Nanomaterials have been extensively explored for tumor treatment, leading to many innovative cancer therapies. However, nanomedicines face challenges in biocompatibility and anticancer efficiency, making their application complex and unpredictable. This highlights the need for ex vivo research models to better understand the biosafety and efficacy of nanomedicines in oncology. Organoid technology offers a novel way to evaluate anticancer efficacy in vitro.

In this study, intestine and hepatocyte organoid models (Intestine-orgs and Hep-orgs) were created to assess toxicity at the microtissue level. Three metal–organic frameworks (MOFs)—ZIF-8, ZIF-67, and MIL-125—were used as nanomedicines to interact with organoids. MIL-125 loaded with methotrexate (MTX) formed the nanomedicine MIL-125-PEG-MTX, which showed high loading efficiency (82%) and effective release in an acidic environment.

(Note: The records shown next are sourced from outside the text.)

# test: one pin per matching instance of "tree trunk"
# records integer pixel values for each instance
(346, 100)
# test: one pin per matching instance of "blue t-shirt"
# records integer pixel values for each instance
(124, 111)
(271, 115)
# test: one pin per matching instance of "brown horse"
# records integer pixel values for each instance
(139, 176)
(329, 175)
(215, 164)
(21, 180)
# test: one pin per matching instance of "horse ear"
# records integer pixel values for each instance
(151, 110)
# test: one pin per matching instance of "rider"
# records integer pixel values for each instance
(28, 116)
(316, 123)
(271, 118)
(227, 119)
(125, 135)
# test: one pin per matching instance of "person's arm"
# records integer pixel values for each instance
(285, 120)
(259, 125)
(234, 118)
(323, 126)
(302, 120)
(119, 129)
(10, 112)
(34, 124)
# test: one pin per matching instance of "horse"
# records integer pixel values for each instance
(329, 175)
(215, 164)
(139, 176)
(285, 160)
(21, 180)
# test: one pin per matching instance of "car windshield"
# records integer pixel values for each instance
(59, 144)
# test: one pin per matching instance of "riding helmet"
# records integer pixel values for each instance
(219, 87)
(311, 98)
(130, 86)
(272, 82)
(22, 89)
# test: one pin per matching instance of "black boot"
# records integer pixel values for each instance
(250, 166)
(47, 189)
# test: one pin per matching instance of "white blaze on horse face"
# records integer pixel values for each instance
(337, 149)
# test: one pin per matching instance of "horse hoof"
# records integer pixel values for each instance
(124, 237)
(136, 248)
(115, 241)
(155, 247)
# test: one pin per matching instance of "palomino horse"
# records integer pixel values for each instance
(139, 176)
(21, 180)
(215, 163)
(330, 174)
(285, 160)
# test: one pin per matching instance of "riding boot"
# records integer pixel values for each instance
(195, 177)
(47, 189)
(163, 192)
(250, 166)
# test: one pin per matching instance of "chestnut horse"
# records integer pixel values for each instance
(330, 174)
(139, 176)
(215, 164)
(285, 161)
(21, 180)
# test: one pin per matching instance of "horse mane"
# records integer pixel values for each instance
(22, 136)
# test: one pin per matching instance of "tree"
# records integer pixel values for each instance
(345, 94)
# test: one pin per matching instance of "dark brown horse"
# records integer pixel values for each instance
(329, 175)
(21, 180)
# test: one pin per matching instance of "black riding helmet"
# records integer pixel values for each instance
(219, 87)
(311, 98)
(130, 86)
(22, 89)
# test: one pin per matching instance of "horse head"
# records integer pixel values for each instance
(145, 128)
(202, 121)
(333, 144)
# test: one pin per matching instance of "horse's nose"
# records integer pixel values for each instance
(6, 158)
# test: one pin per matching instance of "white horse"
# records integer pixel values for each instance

The anticancer effect of this nanomedicine was tested using patient-derived organoids (PDOs) in vitro, achieving inhibition rates of 48% and 78% for two different PDOs, demonstrating the ability of PDOs to predict clinical response and aid in therapeutic selection. These findings highlight the potential of organoid-based ex vivo models for evaluating the safety and effectiveness of nanomedicines in cancer therapy.